Wenn man dann mit voller Absicht Bismiʾllāh sagt und mit Gottes Segen handelt, dann ist es sogar unumgänglich, dass man im “Dunklen Zeitalter” der Welt, so wie die Europäer es bezeichneten, einen riesen Aufschwung und Fortschritt hinsichtlich der Technik und Wissenschaft in der islamischen Welt verzeichnet. In einem Zeitalter, wo Elend und Unkenntnis sich verbreitete, sahen die Europäer die Muslime als Zauberer, weil sie sahen, dass sie all ihre Taten mit der Basmala begannen und immer in jeglicher Hinsicht fortschrittlicher wurden. Weil sie die Basmala nicht aussprechen konnten, verwandelten sie es vom Hörensagen zu “Simsalabim”, was für sie sogar noch zu unserer Zeit als Zauberspruch gilt. Denn für die Nichtmuslime hatten die Muslime anhand des “Zauberspruchs” Bismiʾllāh große Forschungen betrieben und sind zu bedeutenden Erkenntnissen gekommen.

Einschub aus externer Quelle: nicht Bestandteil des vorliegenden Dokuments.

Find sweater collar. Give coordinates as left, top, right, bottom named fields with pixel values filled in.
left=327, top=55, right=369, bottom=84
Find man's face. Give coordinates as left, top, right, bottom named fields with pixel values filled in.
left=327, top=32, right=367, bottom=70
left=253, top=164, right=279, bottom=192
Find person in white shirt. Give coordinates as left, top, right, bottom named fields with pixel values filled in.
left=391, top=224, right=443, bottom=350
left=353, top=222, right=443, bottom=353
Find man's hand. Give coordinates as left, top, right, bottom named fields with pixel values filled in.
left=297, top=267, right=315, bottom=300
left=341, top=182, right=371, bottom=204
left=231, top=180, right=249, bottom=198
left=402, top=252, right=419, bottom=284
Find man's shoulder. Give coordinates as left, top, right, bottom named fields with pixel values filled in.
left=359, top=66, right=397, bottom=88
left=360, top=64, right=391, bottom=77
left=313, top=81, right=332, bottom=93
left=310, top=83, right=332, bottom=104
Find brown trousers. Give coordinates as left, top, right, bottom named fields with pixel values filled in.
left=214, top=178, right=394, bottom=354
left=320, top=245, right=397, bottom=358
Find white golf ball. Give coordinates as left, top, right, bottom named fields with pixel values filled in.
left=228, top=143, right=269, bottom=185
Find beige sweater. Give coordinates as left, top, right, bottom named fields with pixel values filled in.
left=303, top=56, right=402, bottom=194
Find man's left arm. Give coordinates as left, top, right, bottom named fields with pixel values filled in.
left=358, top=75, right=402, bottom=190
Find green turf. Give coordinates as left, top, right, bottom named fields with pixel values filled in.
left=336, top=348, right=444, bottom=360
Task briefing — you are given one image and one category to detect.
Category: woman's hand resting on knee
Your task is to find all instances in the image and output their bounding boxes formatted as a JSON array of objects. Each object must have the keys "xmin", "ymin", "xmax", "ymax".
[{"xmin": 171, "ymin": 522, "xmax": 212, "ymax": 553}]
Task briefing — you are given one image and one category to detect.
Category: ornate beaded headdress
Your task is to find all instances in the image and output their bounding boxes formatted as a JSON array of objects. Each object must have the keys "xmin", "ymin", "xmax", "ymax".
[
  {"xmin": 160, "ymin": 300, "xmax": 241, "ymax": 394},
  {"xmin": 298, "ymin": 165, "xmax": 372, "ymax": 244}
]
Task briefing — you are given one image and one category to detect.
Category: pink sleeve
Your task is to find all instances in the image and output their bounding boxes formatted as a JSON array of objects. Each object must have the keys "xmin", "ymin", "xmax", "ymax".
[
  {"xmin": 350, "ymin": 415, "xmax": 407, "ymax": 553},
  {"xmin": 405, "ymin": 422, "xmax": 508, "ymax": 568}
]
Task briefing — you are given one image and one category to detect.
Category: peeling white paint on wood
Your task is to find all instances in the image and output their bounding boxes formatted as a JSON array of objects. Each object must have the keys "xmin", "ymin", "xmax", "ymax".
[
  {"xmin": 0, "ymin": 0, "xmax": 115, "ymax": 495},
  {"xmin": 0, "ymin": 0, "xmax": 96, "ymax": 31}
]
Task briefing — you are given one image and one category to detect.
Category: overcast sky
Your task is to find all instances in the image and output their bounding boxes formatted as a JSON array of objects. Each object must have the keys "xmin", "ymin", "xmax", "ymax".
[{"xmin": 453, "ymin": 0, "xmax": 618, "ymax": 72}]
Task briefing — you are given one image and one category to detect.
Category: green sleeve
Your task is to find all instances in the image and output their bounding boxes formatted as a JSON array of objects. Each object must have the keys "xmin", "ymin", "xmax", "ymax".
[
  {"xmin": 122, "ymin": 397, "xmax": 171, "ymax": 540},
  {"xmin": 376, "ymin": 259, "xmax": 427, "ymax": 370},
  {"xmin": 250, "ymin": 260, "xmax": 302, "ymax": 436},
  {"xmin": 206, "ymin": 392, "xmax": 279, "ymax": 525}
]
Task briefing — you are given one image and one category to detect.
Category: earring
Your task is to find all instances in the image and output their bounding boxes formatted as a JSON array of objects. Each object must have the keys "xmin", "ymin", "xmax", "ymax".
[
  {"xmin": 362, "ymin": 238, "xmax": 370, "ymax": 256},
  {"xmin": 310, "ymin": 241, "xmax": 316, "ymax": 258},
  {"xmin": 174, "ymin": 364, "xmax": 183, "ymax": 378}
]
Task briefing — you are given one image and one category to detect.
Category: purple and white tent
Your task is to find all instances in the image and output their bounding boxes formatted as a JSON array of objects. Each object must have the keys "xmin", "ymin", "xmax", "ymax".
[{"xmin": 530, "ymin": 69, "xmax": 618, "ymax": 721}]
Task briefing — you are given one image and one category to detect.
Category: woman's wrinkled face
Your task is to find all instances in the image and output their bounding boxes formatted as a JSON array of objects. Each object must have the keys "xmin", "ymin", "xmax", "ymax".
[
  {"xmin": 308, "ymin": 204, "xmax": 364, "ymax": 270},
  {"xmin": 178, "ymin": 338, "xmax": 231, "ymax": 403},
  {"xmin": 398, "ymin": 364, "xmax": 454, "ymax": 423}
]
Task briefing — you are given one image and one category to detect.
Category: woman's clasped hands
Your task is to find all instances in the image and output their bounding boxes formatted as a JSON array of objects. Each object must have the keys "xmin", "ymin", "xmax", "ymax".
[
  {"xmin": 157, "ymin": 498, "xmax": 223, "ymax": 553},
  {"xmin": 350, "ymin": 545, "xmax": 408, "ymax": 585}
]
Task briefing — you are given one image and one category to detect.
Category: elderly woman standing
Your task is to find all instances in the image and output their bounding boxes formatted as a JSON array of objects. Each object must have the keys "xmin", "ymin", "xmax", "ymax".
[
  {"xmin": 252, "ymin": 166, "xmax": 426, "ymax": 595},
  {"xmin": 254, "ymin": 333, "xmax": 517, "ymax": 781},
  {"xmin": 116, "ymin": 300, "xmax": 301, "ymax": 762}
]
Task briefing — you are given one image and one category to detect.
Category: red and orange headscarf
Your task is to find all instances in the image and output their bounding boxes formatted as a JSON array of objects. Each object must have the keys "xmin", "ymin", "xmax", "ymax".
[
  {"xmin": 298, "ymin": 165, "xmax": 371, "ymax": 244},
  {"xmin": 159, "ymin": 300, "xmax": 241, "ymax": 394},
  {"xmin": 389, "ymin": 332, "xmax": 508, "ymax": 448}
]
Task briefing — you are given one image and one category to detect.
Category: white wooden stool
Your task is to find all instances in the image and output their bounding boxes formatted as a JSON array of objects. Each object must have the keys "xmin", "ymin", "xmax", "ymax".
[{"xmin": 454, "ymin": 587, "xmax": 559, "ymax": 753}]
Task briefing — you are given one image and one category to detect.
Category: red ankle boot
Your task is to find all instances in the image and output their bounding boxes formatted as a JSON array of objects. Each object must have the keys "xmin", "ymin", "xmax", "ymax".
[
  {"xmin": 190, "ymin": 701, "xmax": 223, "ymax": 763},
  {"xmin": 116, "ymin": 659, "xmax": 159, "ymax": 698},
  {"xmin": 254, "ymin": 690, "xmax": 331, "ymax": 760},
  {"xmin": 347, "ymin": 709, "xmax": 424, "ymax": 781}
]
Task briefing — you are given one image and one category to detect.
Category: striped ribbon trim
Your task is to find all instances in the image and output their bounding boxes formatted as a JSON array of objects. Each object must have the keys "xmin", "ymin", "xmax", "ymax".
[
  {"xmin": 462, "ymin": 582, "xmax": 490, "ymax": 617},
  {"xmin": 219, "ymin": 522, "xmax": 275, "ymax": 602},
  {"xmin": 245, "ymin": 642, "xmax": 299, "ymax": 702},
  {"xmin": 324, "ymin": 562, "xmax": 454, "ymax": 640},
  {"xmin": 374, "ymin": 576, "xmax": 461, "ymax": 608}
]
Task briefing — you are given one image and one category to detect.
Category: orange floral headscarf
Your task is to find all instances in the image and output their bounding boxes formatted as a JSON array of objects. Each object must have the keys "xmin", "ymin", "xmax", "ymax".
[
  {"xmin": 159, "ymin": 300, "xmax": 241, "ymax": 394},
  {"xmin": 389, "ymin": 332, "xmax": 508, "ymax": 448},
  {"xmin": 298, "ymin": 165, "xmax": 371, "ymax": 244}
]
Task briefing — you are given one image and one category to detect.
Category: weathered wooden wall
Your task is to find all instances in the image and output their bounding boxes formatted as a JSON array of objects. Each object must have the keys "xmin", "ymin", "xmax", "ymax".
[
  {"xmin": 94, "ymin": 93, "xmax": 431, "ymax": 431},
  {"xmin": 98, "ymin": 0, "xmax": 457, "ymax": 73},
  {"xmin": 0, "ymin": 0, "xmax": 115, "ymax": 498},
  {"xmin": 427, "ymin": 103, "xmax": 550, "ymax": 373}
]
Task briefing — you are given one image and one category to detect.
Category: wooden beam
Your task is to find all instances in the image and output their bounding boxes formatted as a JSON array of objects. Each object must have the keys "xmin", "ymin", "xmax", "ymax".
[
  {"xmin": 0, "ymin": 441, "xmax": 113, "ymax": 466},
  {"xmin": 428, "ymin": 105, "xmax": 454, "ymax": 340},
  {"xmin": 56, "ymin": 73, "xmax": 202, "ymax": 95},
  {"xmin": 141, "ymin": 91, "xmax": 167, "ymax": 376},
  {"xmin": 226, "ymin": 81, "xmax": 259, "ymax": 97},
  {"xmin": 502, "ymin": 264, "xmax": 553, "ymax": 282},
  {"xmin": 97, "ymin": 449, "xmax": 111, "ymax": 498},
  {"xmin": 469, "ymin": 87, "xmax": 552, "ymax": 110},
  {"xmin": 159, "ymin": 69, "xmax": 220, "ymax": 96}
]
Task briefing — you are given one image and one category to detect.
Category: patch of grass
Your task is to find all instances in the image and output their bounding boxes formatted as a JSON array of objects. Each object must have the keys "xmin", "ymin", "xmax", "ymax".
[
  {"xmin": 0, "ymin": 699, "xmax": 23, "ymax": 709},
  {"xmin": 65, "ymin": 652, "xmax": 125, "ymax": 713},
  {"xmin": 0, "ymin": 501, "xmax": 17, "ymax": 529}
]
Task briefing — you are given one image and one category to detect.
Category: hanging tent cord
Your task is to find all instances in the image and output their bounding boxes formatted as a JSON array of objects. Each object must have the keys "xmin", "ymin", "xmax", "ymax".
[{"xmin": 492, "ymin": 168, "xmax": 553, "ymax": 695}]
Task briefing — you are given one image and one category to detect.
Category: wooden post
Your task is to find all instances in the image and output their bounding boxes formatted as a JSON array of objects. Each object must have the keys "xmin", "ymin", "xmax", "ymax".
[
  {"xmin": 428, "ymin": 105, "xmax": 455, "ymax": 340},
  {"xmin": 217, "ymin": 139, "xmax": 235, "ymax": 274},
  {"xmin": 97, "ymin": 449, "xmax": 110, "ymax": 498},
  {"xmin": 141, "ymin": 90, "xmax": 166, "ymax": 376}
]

Als unser Prophet nach Tā’if gegangen ist, um den Islam zu predigen und die Menschen zum Islam einlud, stieß er leider auf bösartige Menschen, die nicht nur seine Einladung ablehnten, sondern auch ihn steinigten. Als dann unser Prophet sich zum Ausruhen hinsetzte, brachte aus Mitleid der Sklave Addas ihm Trauben zum Essen. Bevor Muḥammad (saw) anfing zu essen sagt er: „Bismiʾllāh”. Daraufhin fragte Addas ihn (saw) woher er das wisse, denn niemand hier in der Stadt kenne die Basmala. Der Prophet Muḥammad (saw) fragte daraufhin aus welcher Stadt Addas kommt.

Addas sagte: „Aus der Stadt Ninive.“

Muḥammad (saw): „Das ist die Stadt meines Bruders Jonas.“

„Woher kennst du denn Jonas?“

„Er ist mein Bruder, er war ein Prophet, so wie ich es bin.“

Addas war von dem Prophetentum Muḥammads (saw) überzeugt und sprach die šahāda aus.  Nachdem unser Prophet (saw) so viel Leid erdulden musste, wurde er mit der šahāda von Addas sehr glücklich. Denn die Basmala, das immerwährende Gebet der gesamten Schöpfung, war der Grund für die Konversion eines Menschen.

Aristoteles sagte einst: „Der Anfang ist die Hälfte des Ganzen“, in Bezug auf die Basmala ist der Anfang jedoch das Ganze.